Mutations in isocitrate dehydrogenase 1 (IDH1) occur in 10% to 25% of intrahepatic cholangiocarcinoma (iCCA) cases. Despite significantly prolonged progression-free survival, the mutant IDH1 (mIDH1) inhibitor ivosidenib achieved only a 3% response rate in clinical trials, highlighting the need for new therapeutic options for IDH1 mutation (IDH1mut) iCCA. Our in silico analysis demonstrated that IDH1mut and TP53 mutation (TP53mut) were mutually exclusive in iCCA cells and that IDH1mut iCCA cells expressed higher mouse double minute 2 homolog (MDM2) levels than IDH1wt iCCA cells. Chromatin immunoprecipitation quantitative polymerase chain reaction assay showed enrichment of histone-3-lysine-4 tri-methylation (H3K4me3), an indicator of active gene transcription, at the MDM2 promoter in IDH1mut iCCA cells, confirming the data from ENCODE histone-seq. Treatment with a mIDH1 inhibitor reduced 2-hydroxyglutarate (2-HG) levels, enhanced lysine-specific demethylase 5 (KDM5) activity, and attenuated the H3K4me3/H3K4me1 ratio at the MDM2 promoter, which was accompanied by a reduction in MDM2 expression and an increase in wild-type TP53 (wtTP53) protein levels in IDH1mut iCCA cells. The effect of the mIDH1 inhibitor on MDM2 mRNA levels was reversed by treatment with KDOAM-25 citrate, a pan-KDM5 inhibitor. In addition, MDM2 inhibitors that could block MDM2-mediated wtTP53 degradation selectively induced TP53 reactivation, cell-cycle arrest, and growth inhibition in IDH1mut iCCA cells. The combination of mIDH1 and MDM2 inhibitors synergistically suppressed the proliferation of IDH1mut iCCA cells. Our study delineated a novel mIDH1-MDM2-wtTP53 axis and its potential application for wtTP53 reactivation therapy in IDH1mut iCCA.

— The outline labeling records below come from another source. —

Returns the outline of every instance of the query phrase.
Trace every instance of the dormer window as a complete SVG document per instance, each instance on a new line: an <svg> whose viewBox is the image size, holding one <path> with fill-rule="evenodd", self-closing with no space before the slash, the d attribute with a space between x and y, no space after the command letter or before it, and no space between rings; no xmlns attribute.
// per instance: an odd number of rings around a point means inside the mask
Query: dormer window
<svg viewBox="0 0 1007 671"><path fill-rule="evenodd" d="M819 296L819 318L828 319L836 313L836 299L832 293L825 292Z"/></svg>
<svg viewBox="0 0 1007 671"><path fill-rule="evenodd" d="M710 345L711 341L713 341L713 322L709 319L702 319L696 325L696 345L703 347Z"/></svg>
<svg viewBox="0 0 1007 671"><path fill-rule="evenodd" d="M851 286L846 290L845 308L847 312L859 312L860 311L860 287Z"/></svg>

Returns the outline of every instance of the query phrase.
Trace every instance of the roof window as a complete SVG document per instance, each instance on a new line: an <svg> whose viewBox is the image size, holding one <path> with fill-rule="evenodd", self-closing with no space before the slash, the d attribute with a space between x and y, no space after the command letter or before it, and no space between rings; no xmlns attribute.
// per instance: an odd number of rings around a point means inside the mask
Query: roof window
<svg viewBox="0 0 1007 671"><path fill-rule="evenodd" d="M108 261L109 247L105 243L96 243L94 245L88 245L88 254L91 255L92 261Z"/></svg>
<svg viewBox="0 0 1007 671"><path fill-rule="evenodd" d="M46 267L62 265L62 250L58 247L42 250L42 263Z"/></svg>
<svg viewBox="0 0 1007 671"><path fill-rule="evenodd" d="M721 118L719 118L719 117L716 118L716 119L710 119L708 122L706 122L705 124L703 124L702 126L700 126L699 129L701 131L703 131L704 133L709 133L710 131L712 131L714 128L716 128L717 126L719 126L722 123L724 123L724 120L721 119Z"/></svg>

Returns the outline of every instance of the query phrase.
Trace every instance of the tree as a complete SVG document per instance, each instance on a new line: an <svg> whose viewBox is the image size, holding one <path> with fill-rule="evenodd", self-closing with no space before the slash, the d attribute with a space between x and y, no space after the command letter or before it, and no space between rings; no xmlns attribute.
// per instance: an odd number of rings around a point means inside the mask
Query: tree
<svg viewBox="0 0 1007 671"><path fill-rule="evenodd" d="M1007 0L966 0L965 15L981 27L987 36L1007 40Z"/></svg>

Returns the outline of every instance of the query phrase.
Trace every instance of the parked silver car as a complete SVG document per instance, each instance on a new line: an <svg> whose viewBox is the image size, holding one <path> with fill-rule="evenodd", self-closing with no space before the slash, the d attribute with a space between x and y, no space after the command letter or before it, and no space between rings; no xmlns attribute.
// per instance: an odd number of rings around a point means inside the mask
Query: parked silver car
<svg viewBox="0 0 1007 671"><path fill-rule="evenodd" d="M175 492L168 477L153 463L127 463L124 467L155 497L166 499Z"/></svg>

Significance: IDH1 mutation enhances MDM2 expression by inhibiting KDM5 activity to promote the proliferation of TP53wt iCCA cells. Cotargeting MDM2 and mIDH1 yields a synergistic effect on growth inhibition, providing a new strategy for treating patients with iCCA with IDH1 mutations.